Like all kids, Geeta’s son really loves going to the playground. There’s the slides, the swings, and the chance to play with other kids – these are the things that get him excited. But there are also times when the playground doesn’t seem like such a fun place, especially when some kids tend not to play with him. “Why is he so black? Look at that apunene…” she heard someone say. She only hopes that her son doesn’t hear.
Raising children as an ethnic minority in Singapore
According to a survey conducted by TODAYonline, 66% of Indian respondents have personally experienced racism. A number of high profile racist incidents have also been reported in the news this year, with the most recent one being an insensitive Instagram video featuring two women shaking their heads while wishing the audience “Happy Deepavali”. While Preeti, Nagaraj and Geeta were disgusted at such behaviour, they also said they’re not surprised. Both Geeta and Preeti agree that incidents like these are common, and they’ve grown familiar with it.

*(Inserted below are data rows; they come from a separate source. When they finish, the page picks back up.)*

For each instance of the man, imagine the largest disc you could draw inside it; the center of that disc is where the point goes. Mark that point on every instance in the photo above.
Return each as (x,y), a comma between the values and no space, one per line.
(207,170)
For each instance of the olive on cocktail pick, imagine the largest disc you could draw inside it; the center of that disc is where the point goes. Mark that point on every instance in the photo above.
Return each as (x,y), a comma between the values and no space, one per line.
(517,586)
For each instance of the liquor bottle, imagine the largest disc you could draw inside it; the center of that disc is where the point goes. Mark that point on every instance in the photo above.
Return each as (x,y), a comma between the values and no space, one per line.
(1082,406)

It’s only natural for parents to feel the need to shield their children from harm, which then begs the question – is it more challenging to raise children when you and your family are members of an ethnic minority?
For Preeti, her past experiences have made her overly protective of her children, “At times, I will always stay at the playground to ensure that they are not made fun of. I will constantly ask my daughter about how her day was at school and if anything unusual happened… If my children do experience any racism hereafter, I’m worried that they’ll start feeling inferior and also have the mindset that being ridiculed is okay since we are of a certain race. They might also stop voicing their feelings to avoid offending their friends if they rebuke. These are all my fears with my experience growing up. I have always felt inferior.”
Hence when it comes to parenting, Preeti, Nagaraj and Geeta are determined to raise good children who are confident to speak up. “Race has nothing to do with the way we parent. We are just hopeful that times have changed, and if anything, my experiences have taught me to speak up and act if my kids encounter similar incidents as me. I’ve taught my kids to question unfairness and spread awareness when they encounter ignorance,” Nagaraj shared.
While Geeta feels sad about having to raise her son in an environment where racism still exists, she doesn’t feel helpless. On the contrary, she sees this as an opportunity to learn and teach her son to be a good person. She said, “We should teach our children to stand up and speak up. It’s not about attacking the other person or blowing things out of proportion – it’s about teaching them how to manage these negative incidents in a positive manner.” A sentiment that’s also echoed by Nagaraj, who said, “Don’t ever be afraid to speak up, but there’s no need to shout.”
It takes a village to raise a child
A child’s upbringing isn’t just limited to what they’re taught by their parents, it’s also dependent on the community they interact with. Everyone in the community has an active role to play in this. “Education and exposure should be given the most importance to growing up in Singapore,” said Preeti. On the other hand, Geeta shared that she finds staying silent is equally offensive, particularly when someone in the community says something insensitive yet no one cares to correct them. “We should not keep silent. We should focus on educating the next generation. We have a social responsibility to do this,” she said.
It takes a village to raise a child. It also takes a village to break a vicious cycle. And it’s high time we break this one.
*Name has been changed to protect anonymity.